The crisis forced a shift from bailouts to structural reforms
For over a decade, South Africa’s state-owned utility Eskom kept the lights on through bailouts and emergency diesel generators. The cost: massive debt, deteriorating coal plants, and daily blackouts.
By 2023, power plant availability had dropped to 55%, meaning nearly half of Eskom’s generation capacity was offline at any given time.
The power crisis stemmed from operational failures at Eskom that left plants vulnerable to breakdowns, and a closed market that blocked private companies from filling the gap. For years, the government provided bailouts that allowed Eskom to finance emergency fixes rather than address the root problem — poor maintenance.
In 2023, the government changed course.
Under the Eskom Debt Relief Act, the government took on 254 billion South African Rand (ZAR) (~US$15 billion) of Eskom’s debt but blocked the utility from borrowing more. The debt relief came with strict conditions: focus on maintaining existing plants, no new generation projects, and no new debt.
This forced Eskom to fix operational problems rather than finance its way out.
The government addressed utility operations and opened markets to private generation.
Coordinated through Operation Vulindlela (the presidential unit established to oversee reforms), the government pursued a two-part strategy:
- Fix what the utility can control. Eskom’s Generation Recovery Plan focused on intensive maintenance of existing coal plants, restoring 5,506 MW of capacity within one year, faster and cheaper than building new plants.
- Empower others to do what the utility can’t. The government opened the market to private generation through two mechanisms:
- Self-generation: In 2021, the South African government raised the licensing threshold for embedded generation from 1 MW to 100 MW, and subsequent reforms removed the cap entirely, eliminating licensing requirements for most private generation projects. The Electricity Regulation Amendment Act of 2024 restructured the electricity market by establishing an independent transmission system operator and enabling competitive electricity trading platforms. These reforms reduced regulatory barriers and enabled companies to use domestic banks for faster financing without requiring sovereign guarantees or complex project finance structures.
- Independent procurement: The Renewable Energy Independent Power Producer Procurement Programme bypassed Eskom for large-scale grid-connected energy. It created an Independent Power Producer Office to manage competitive auctions where developers bid to build utility-scale renewable energy projects under standardized contracts. This reduced transaction costs and removed Eskom’s conflict of interest in procuring power that could compete with its own generation.

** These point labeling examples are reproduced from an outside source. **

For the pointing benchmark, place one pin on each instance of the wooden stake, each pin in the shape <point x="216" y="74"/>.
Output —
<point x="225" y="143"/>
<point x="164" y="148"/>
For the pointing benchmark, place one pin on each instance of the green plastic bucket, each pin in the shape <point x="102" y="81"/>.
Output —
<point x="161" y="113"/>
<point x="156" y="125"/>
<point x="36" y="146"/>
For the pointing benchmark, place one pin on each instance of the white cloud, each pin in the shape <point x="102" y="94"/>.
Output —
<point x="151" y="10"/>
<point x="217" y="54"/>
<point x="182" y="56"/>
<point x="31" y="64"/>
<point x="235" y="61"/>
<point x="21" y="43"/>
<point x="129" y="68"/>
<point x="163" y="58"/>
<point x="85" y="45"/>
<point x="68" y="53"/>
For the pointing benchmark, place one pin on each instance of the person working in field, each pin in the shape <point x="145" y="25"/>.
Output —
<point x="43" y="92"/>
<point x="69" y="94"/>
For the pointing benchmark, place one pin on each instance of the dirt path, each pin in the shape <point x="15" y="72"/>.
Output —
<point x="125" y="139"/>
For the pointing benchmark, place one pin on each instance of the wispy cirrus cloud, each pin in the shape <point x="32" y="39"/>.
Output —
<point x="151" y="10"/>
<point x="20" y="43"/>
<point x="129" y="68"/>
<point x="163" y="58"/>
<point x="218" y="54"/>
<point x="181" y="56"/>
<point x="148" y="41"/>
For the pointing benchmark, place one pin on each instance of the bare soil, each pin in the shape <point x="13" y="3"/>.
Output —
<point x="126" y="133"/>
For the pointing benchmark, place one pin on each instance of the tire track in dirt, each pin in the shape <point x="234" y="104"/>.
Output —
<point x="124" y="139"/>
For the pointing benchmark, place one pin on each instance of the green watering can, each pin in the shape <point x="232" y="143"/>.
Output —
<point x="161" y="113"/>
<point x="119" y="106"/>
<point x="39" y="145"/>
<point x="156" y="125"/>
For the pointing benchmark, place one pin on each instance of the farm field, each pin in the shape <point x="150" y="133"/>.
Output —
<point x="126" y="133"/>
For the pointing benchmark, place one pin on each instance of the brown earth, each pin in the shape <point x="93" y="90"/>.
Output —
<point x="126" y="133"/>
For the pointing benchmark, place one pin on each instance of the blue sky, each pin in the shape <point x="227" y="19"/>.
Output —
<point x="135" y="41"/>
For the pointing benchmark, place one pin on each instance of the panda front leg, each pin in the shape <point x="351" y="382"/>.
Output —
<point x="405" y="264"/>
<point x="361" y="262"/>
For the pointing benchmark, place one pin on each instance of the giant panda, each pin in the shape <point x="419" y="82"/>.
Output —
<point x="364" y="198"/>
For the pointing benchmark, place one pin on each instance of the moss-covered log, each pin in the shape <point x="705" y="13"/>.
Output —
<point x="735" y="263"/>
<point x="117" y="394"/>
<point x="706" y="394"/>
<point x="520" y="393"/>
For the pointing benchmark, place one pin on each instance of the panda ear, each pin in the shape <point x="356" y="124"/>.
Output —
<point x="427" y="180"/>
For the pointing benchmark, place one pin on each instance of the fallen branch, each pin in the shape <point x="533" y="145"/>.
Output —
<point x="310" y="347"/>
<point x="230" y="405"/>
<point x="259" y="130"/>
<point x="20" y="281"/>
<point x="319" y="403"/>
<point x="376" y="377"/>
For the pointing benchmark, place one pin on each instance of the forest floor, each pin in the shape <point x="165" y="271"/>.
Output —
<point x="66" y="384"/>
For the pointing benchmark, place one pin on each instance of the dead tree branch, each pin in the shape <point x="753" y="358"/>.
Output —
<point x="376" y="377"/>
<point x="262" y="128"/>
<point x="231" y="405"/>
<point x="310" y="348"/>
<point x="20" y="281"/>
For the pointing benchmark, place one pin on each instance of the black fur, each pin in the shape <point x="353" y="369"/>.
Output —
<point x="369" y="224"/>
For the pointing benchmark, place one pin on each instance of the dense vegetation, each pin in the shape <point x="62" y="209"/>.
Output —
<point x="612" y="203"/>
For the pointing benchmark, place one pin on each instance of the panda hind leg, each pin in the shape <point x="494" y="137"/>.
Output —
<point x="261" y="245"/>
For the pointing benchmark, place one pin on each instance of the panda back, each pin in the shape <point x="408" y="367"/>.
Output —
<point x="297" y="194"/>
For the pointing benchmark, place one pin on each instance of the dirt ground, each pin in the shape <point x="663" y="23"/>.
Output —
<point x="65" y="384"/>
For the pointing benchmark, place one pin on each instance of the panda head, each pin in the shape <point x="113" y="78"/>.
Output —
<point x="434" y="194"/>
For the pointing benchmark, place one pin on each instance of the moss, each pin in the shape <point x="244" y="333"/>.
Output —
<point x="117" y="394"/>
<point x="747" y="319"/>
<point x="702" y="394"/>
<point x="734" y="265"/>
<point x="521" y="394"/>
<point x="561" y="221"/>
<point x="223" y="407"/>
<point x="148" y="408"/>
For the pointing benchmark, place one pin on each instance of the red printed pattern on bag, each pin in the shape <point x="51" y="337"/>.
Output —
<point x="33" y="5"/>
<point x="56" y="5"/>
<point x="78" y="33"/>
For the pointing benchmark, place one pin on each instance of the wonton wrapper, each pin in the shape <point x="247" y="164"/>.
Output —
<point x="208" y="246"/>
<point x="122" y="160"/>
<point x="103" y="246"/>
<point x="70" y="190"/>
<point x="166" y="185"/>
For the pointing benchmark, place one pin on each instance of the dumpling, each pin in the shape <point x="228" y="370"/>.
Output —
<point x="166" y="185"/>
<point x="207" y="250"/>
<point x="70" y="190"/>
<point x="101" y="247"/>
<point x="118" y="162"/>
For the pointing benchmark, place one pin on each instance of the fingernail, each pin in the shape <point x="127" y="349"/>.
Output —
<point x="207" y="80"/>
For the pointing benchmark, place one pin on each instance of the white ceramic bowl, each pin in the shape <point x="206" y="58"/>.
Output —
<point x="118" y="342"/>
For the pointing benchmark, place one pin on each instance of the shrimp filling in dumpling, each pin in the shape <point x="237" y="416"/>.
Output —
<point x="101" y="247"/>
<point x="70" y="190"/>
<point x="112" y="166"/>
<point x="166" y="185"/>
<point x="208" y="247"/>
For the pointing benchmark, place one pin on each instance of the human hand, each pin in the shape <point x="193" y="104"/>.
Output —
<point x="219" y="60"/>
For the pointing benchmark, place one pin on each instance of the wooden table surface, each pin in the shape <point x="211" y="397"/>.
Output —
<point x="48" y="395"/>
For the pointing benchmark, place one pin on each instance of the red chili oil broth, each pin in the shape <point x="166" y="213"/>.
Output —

The results: 300+ days without blackouts and ZAR200 billion in private investment.
Fixing utility operations while opening markets to private generation delivered measurable results:
- Eskom’s operational turnaround stabilized the grid. As of March 2026, South Africa has achieved 308 consecutive days without load shedding. Eskom saved ZAR9 billion (~US$550 million) in diesel costs year-on-year (a 59% reduction) by operating plants efficiently rather than relying on emergency generators.
- Private capital unlocked new generation at scale. Companies built 5,000 MW of solar capacity within 18 months of the licensing cap removal, with another 12,000 MW in the pipeline. The Renewable Energy Independent Power Producer Procurement Programme delivered multiple rounds of renewable energy procurement through transparent auctions where private developers bid to sell power to Eskom and other utilities via long-term contracts, attracting ZAR200 billion in private investment, and reducing dependence on Eskom’s aging coal fleet.
Together, these reforms strengthened the country’s economic growth outlook. GDP growth forecasts climbed from 1.3% in 2025 to 1.6% for 2026 and nearly 2% for 2027, as businesses regained confidence in power supply.
Two lessons for governments overseeing underperforming utilities
For African governments overseeing underperforming utilities, South Africa’s experience demonstrates how regulatory reforms can unlock results without waiting for new infrastructure or external capital.
- Prioritize operational reforms before investing in new capacity. Before building new power plants, assess whether maintenance and operational discipline at existing facilities can close the supply gap. Intensive maintenance programs can restore capacity years faster and at lower cost than new construction.
- Remove barriers to private participation when utilities can’t deliver. Governments should pursue two mechanisms: First, eliminate licensing caps that block private companies from participating in electricity infrastructure. Where creditworthy companies and functioning banks exist, businesses can finance projects using their own credit (rather than requiring government guarantees), filling capacity gaps faster. Second, create an independent office outside the utility to manage competitive procurement. This removes conflicts of interest and mobilizes private capital at scale.
South Africa’s turnaround offers a test case for what regulatory reform can achieve. By removing licensing barriers, creating independent procurement offices, and forcing operational discipline, the government unlocked existing domestic capacity faster than waiting for donor funding or new infrastructure. The next phase will reveal whether these gains can be sustained as Eskom navigates its financial challenges and transmission privatization moves forward. But the lesson is already clear: fix what utilities can control, empower others to do what they can’t, and don’t wait for perfect conditions to start.